One-dimensional (1D) TiO₂ nanostructures, especially the nanobelts, have been extensively studied due to their relatively stable morphology at high calcination temperature, unique surface atomic arrangement and oriented migration path for photogenerated charge carriers [9], [10], [11]. Among various demonstrated approaches to synthesize TiO₂ nanobelts, alkaline hydrothermal method possesses relatively concise preparation steps, low cost and good repeatability [12], [13]. The general process in this method contains the phase transformation among Na₂Ti₃O₇, H₂Ti₃O₇ and TiO₂. Moreover, phase of the resulted TiO₂ nanobelts may include TiO₂-B, anatase and rutile which depend on the subsequent calcination temperature [9], [14]. TiO₂-B is an exotic monoclinic polymorph with mesoporous structures which is thought to be an intermediate phase between H₂Ti₃O₇ and anatase during the calcinating process [9], [15], [16]. In general, among all kinds of titania polymorphs, anatase exhibits a better activity than rutile and TiO₂-B [9], [17]. However, low calcination temperature may result in a low degree of crystallinity and then a high percentage of TiO₂-B, which will seriously slash the activity of TiO₂ nanobelts. On the other hand, high calcination temperature will induce distortion and fusion of the nanobelts, leading to a low specific area which then decreases the surface active sites [9]. Majority of previous attentions were focused on fabricating bicrystal TiO₂ nanobelts consisting both TiO₂-B and anatase parts [18]. However, photocatalytic activity of the bicrystal TiO₂ nanobelts was still inferior to the commercial TiO₂ nanoparticles (P25) [19], [20].
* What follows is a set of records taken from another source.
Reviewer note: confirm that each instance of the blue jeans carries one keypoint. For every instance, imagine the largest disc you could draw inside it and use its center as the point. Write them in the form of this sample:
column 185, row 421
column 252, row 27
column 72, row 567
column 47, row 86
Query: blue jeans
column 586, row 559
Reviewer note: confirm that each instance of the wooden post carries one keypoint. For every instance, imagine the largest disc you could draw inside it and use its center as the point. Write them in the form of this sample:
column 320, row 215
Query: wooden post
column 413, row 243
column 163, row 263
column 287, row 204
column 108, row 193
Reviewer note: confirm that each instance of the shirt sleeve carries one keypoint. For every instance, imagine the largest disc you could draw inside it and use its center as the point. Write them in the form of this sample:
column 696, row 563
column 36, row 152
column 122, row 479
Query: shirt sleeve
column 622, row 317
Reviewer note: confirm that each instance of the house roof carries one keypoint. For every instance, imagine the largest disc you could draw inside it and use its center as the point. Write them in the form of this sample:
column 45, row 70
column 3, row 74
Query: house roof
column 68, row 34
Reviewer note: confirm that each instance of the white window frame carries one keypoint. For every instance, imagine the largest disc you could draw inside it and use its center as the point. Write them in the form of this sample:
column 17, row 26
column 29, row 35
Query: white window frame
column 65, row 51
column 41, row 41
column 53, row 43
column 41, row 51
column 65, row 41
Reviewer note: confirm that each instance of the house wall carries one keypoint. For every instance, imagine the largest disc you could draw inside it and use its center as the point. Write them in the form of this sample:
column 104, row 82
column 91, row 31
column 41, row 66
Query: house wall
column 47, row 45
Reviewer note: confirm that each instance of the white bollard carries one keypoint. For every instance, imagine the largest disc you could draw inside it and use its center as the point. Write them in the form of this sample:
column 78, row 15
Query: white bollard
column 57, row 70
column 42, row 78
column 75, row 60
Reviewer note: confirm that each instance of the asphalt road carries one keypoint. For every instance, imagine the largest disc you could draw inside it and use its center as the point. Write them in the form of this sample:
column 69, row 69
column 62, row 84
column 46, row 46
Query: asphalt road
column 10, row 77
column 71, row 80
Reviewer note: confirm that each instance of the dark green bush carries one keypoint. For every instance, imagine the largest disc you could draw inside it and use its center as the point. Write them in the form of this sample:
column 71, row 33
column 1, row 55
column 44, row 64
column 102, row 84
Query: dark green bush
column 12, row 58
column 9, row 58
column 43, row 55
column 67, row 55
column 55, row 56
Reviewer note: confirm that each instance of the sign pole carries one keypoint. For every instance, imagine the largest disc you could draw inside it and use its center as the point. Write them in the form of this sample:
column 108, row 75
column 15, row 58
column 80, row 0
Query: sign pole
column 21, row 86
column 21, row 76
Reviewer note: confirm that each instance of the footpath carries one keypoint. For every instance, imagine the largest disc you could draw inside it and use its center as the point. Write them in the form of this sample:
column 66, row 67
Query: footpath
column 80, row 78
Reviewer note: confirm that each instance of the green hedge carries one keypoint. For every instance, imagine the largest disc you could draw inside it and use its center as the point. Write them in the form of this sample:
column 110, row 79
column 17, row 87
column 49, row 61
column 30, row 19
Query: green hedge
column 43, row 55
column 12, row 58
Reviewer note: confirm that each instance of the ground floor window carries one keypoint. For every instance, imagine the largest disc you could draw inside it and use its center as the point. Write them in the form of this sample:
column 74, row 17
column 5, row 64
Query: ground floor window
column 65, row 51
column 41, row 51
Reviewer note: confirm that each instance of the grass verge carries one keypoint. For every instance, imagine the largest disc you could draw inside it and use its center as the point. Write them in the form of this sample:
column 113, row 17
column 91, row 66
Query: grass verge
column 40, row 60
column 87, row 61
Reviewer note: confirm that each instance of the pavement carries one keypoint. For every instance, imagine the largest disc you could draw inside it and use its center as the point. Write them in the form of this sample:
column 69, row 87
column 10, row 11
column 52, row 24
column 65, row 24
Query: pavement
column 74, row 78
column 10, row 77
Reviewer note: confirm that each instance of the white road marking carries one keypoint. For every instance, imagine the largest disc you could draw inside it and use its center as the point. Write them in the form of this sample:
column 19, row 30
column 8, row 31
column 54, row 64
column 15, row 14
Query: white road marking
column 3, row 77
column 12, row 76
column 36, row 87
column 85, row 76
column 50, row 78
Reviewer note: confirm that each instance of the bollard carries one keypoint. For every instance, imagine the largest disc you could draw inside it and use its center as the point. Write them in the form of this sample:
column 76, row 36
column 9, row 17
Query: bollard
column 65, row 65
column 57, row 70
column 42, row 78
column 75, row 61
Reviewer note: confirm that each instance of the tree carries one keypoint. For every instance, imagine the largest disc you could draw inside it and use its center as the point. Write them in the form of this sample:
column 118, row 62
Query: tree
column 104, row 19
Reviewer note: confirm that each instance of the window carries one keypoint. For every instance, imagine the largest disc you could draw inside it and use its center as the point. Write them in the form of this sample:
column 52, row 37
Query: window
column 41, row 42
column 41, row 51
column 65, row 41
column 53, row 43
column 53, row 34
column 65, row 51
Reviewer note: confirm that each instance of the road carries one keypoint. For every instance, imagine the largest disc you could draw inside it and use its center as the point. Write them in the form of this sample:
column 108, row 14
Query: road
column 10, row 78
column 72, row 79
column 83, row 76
With the goal of finding new ways able to enhance the nanobelts’ photocatalytic activity, in this work we developed an ethanol-assisted alkaline hydrothermal approach. In contrast to the acid assisted approach in some previous researches [18], [19], [20], this new process is more convenient and facile, and the resulting products own increased contents and crystallinity of anatase if using the same calcination temperature. The resulting nanobelts show much improved photocatalytic activity that is better than P25 and previous reported TiO₂ nanobelts, when decomposing Rhodamine-B (RB) under the ultraviolet light illumination.